10 December 2012
Tibetan brothers and sisters, my fellow Chinese democrats,
Today is the International Human Rights Day. I am invited by the organizers of the event to make a speech at this very special place, the Chinese Consulate General in Sydney. I cannot tell exactly what my feeling is, joyful or sad.
Human Rights Day is celebrated or commemorated annually across the world on 10 December.
The date was chosen to honor the United Nations General Assembly’s adoption and proclamation, on 10 December 1948, of the Universal Declaration of Human Rights, the first global enunciation of human rights and one of the first major achievements of the new United Nations.
We have been witnessing the general improvement of human rights situation across the world, however, the poor and even deteriorating human rights situation in Tibet and China remains unchanged. We’ve got to be clear that a poor or good human rights condition depends on the political system, where a democratically elected government could follow the internationally accepted human rights norm while a dictatorship like China fails to do so. The Chinese communist regime could do whatever they want to do to violate human rights.

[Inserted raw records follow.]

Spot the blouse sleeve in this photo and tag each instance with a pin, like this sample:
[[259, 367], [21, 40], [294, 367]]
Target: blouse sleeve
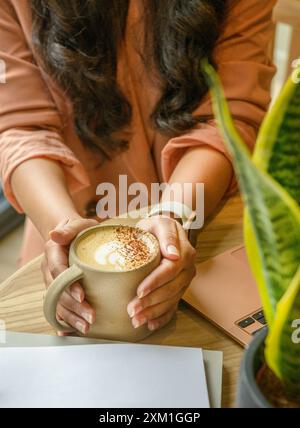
[[30, 124], [246, 73]]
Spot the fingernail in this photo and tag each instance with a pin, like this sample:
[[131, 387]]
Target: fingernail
[[137, 323], [88, 317], [151, 326], [172, 250], [131, 311], [80, 327], [76, 296]]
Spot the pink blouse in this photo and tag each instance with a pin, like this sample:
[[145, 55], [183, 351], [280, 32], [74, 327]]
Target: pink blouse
[[36, 118]]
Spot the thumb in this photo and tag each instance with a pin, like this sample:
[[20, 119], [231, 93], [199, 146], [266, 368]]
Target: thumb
[[67, 230]]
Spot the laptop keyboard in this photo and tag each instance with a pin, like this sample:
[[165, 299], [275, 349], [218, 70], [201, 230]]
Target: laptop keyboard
[[256, 318]]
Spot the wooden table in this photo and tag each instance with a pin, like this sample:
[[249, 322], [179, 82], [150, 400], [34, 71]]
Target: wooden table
[[21, 298]]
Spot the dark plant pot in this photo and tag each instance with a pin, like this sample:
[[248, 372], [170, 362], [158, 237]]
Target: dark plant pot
[[249, 394]]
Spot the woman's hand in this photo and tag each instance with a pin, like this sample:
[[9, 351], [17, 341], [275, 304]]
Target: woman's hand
[[72, 307], [159, 294]]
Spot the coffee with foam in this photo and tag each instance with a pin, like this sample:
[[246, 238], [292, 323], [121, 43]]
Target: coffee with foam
[[117, 248]]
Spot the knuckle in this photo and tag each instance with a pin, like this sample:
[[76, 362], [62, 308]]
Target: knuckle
[[169, 267]]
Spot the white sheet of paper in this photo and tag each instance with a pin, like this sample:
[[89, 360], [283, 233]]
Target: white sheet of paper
[[124, 375]]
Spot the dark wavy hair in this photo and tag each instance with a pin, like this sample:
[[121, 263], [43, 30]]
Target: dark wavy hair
[[78, 43]]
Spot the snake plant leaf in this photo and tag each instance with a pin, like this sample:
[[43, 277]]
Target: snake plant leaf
[[272, 228], [282, 348], [277, 149]]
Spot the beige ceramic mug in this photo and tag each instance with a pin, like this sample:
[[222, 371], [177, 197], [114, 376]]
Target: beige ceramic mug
[[109, 292]]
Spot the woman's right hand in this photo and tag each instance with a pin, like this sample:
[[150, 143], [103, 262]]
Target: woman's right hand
[[72, 306]]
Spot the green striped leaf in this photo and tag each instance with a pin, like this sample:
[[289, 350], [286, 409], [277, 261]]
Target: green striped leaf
[[277, 150], [270, 187]]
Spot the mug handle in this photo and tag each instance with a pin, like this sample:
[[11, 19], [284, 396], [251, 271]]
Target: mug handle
[[53, 293]]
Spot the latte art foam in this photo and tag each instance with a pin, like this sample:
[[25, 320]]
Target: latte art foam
[[117, 248]]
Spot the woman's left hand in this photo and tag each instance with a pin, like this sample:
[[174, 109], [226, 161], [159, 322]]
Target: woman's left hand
[[159, 293]]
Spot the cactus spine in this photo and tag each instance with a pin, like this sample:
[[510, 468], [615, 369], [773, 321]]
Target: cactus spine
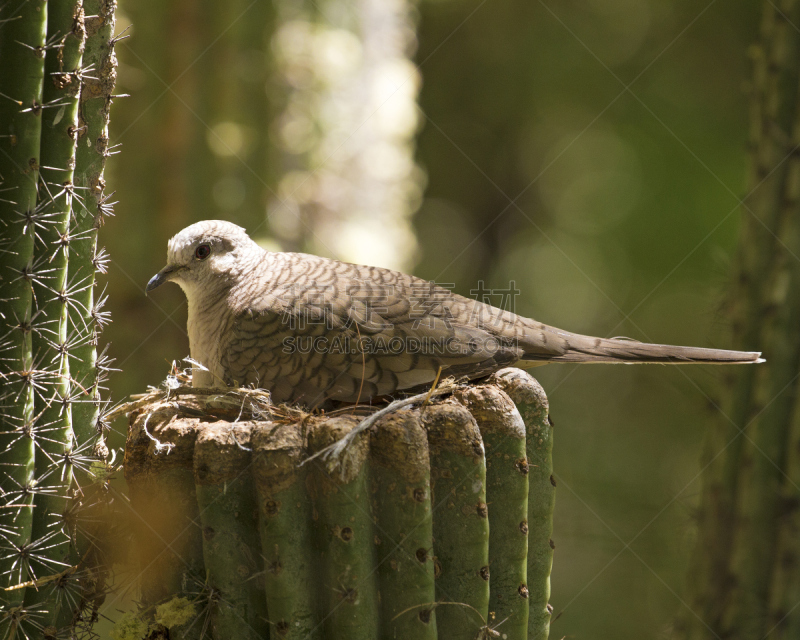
[[503, 433]]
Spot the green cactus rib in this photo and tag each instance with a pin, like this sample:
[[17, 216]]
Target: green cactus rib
[[54, 414], [460, 520], [503, 433], [401, 502], [22, 41], [345, 537], [228, 516], [532, 404], [162, 492], [285, 528], [100, 74]]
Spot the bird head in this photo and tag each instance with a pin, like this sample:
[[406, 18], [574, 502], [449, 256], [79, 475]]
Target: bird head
[[205, 254]]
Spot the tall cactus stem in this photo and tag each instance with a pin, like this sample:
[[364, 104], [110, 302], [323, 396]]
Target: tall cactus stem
[[99, 78], [772, 435], [22, 51], [460, 520], [773, 96], [401, 502], [503, 433], [285, 528], [531, 402], [59, 130], [228, 515], [344, 523]]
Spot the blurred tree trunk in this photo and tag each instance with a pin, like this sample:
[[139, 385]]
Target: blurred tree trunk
[[745, 565], [347, 182]]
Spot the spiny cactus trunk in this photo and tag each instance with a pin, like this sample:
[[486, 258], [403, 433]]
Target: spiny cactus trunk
[[22, 42], [46, 91], [50, 343], [393, 539]]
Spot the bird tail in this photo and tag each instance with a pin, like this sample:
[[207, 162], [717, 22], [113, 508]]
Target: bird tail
[[622, 350]]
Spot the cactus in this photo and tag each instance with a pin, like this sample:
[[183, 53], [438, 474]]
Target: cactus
[[230, 532], [22, 49], [44, 80], [285, 525], [53, 466], [401, 502], [86, 315], [503, 433], [393, 538], [349, 595]]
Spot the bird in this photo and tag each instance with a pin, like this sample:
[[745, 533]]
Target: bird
[[312, 330]]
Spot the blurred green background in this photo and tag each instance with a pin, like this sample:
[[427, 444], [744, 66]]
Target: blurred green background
[[592, 152]]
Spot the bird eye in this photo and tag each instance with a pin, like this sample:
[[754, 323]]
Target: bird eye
[[202, 252]]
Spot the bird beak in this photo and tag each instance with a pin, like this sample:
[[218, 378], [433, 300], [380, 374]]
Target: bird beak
[[165, 275]]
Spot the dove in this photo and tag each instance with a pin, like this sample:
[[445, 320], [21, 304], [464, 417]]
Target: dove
[[310, 329]]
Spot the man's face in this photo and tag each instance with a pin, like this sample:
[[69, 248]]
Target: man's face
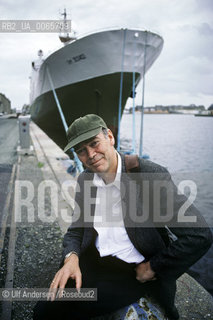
[[98, 154]]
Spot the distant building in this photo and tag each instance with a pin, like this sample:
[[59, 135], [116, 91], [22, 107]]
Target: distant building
[[5, 104]]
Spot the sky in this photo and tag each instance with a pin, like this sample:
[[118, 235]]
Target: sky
[[183, 73]]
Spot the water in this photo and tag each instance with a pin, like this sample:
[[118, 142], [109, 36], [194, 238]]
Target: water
[[184, 145], [181, 143]]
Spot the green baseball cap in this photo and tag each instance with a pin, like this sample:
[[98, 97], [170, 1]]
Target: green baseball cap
[[83, 129]]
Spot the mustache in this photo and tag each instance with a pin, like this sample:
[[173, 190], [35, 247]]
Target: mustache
[[95, 159]]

Tibetan brothers and sisters, self-immolators sacrificed their lives one after another for Free Tibet. I pay tribute to them. But I sincerely hope Tibetan brothers and sisters take treasure of lives. What we are facing is not a rational government, but a monstrous dictatorship. We are assembling here today to display our conscience and good hope in commemoration of the International Human Rights Day, which in fact should not impact the Chinese communist regime to alter its governance as it is not the language they wish to listen and understand.
The human rights situation in Tibet, in China was awful, is awful and will remain awful. This is a daily routine and common practice. The reason is simple, the unchecked power of the regime. There is only one way to achieve human rights in China and eventual free of Tibet, getting rid of the CCP’s one party dictatorship rule.
The same day twenty years ago, the former Australian Prime Minister Paul Keating delivered the Redfern Speech, one of the greatest Australian speeches. He was the first Australian prime minister to publicly acknowledge to Indigenous Australians that European settlers were responsible for the difficulties Australian Aboriginal communities. Keating admitted: "We committed the murders. We took the children from their mothers. We practiced discrimination and exclusion. It was our ignorance and our prejudice." Four years ago, I witnessed in person in Canberra that then Prime Minister Kevin Rudd made the formal apologies to the Australian indigenous people. Would the Chinese communist government do the same to commit its wrong doings, such as the high-handed policies in Tibet and the mass killing in Tiananmen Square in 1989? No, I don’t think so. No Chinese leaders are so gutful to do so. Moreover, both the conscience and morality of the international communities and the domestic resistance have not yet increased high enough to push the Chinese government to yield.
The Chinese democratic movement and movement of free Tibet should jointly work hand in hand, shoulder to shoulder and side by side under the guidance of H.H. the Dalai Lama’s wisdom and forbearance for our common goal of bright future. About three weeks away, an International Sino-Tibetan Dialogue Conference will be held in Sydney, we will try to work out a roadmap for the meaningful human rights improvement and eventual free Tibet. That should effectively mark the celebration of the international Human Rights Day.